Ken Wright was treated to a golf tournament in his honour at Castle Hawk golf club, where he was greeted by an officer from his old regiment, the Suffolks, piper escorts and standard bearers from the British Legion.
He was chauffeured in a World War Two jeep to the first hole at the club, where he teed off the tournament – aptly named the Ken Wright Cup.
It is believed Ken is the only surviving veteran who landed on Sword Beach with the 8th brigade, part of 3rd British Infantry Division on 6 June 1944; the Royal British Legion has said that Ken is Rochdale’s only D-Day veteran that they are aware of.
One of five children, Ken was born to his Rochdale father, Fred – who served in World War One – and his Shropshire mother, Mary-Ann, on 10 October 1922.
Ken attended Newbold Comprehensive until he was 14 when he went to work in a cotton mill. After a run in with a lorry on the first day of spring when cycling to work, he moved into construction before he was called up to the Army on 15 January 1942.

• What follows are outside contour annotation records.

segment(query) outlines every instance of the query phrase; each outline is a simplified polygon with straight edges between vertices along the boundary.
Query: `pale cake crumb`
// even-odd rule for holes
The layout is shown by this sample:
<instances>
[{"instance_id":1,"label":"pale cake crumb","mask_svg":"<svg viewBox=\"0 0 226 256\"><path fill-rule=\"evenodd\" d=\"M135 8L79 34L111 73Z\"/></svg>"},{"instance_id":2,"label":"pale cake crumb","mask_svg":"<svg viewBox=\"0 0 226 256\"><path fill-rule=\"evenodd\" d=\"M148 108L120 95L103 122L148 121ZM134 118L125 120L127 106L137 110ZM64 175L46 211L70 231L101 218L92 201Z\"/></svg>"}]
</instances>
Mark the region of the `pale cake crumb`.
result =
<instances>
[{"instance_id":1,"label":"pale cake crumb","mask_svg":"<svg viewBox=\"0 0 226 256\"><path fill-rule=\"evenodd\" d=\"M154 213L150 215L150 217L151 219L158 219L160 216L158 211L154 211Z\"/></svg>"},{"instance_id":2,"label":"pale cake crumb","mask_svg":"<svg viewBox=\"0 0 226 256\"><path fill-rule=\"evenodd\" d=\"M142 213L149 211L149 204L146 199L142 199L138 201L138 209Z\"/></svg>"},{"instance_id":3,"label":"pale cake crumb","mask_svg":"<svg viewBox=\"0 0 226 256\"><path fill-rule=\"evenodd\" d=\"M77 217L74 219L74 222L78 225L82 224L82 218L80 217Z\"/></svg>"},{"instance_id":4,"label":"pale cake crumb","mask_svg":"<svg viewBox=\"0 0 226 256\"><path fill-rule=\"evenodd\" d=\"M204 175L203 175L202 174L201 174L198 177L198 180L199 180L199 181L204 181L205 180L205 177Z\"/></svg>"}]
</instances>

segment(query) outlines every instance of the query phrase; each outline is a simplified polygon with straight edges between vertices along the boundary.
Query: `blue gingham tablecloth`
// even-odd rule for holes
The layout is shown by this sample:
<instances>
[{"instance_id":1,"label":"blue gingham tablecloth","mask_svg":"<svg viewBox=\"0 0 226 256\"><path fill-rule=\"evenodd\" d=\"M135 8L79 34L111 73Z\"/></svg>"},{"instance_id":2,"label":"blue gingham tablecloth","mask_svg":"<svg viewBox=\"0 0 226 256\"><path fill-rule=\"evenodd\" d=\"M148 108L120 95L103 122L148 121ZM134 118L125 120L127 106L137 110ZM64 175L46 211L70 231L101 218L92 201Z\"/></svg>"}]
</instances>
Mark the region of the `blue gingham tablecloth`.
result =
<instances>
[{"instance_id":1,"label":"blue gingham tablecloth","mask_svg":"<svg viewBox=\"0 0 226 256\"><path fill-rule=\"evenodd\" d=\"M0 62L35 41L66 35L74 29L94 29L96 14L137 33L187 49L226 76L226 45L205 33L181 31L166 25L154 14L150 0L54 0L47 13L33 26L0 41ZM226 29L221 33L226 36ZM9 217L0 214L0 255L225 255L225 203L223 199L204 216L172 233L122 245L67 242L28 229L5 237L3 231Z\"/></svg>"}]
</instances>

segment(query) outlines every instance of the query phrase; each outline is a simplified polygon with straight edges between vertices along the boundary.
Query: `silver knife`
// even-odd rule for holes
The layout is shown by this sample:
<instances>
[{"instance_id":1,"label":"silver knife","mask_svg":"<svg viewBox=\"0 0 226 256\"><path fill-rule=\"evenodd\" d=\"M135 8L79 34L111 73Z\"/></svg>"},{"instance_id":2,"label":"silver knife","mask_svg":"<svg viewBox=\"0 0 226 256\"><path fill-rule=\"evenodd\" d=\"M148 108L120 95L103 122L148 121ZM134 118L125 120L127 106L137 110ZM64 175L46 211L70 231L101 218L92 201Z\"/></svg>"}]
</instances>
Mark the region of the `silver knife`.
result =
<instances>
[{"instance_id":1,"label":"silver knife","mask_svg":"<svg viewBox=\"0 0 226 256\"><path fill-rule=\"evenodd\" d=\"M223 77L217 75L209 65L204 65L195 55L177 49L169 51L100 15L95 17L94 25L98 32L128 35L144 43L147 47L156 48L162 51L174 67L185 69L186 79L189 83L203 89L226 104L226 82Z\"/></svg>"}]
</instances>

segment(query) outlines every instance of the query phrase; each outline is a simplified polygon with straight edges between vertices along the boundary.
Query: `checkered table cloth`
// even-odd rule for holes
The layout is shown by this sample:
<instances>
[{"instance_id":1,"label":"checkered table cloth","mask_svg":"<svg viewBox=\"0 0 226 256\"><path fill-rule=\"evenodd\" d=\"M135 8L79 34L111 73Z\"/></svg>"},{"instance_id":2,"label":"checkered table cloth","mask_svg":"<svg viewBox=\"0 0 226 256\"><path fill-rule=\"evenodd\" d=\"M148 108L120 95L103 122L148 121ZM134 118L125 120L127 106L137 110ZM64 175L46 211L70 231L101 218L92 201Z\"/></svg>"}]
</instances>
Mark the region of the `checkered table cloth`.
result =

Ken was called up to the Suffolk regiment, 1st Battalion, where he served until he was demobbed after five years and one week.
Fortunate enough to make it through the war unwounded, he went back into construction before retiring, aged 65.
On 20 March 1948, Ken married Nellie Cockcroft, and they had a son, Alan, in 1954. Alan and his wife, Lorraine, have three children, Dean, 36, Adam, 35, and Laura, 30, and one great-grandchild.
Ken and Nellie were married until her death at the age of 81, on 20 December 2010.
Ken picked up golf as a hobby when he was 50, thanks to his younger brother, and joined Castle Hawk two years later, after picking up a full set of golf clubs from a second-hand shop for £18.
Reflecting on his time in the army as a private, Ken revealed he was one of the first soldiers to land on Sword Beach during the D-Day landings with the 8th brigade, which consisted of 1/ Suffolk regiment (made up of A, B and C companies), 2/ East Yorkshire and 1/South Lancashire.
1/Suffolk was the last battalion of the brigade to land, acting as a reserve and with further instructions beyond the taking of the beach itself.
Part of C company, the rifleman sniper believes he may be one of the few survivors still alive today to have landed on the first day.
The Royal British Legion said that the charity was “aware” of a few D-Day veterans from other regions and platoons who landed on other beaches, but none from Ken’s.
In 2008, Ken made his first return to France since the war, where he and his family visited the grave of Private John Sidlow, his best friend who had been killed in action.
“I didn’t know what town or cemetery he was buried at,” Ken said. “We were driving when we saw a sign saying there was a British cemetery, so we parked up and went to look. Alan and my grandsons were off – and they somehow walked straight to John’s grave, like they knew where he was.”
He has since returned to Normandy for the 70th and 75th anniversaries of the D-Day landings, and plans to return for the 80th in 2024.
In 2016, Ken was appointed to the rank of Chevalier (Knight) in the prestigious Legion of Honour, France’s highest honour.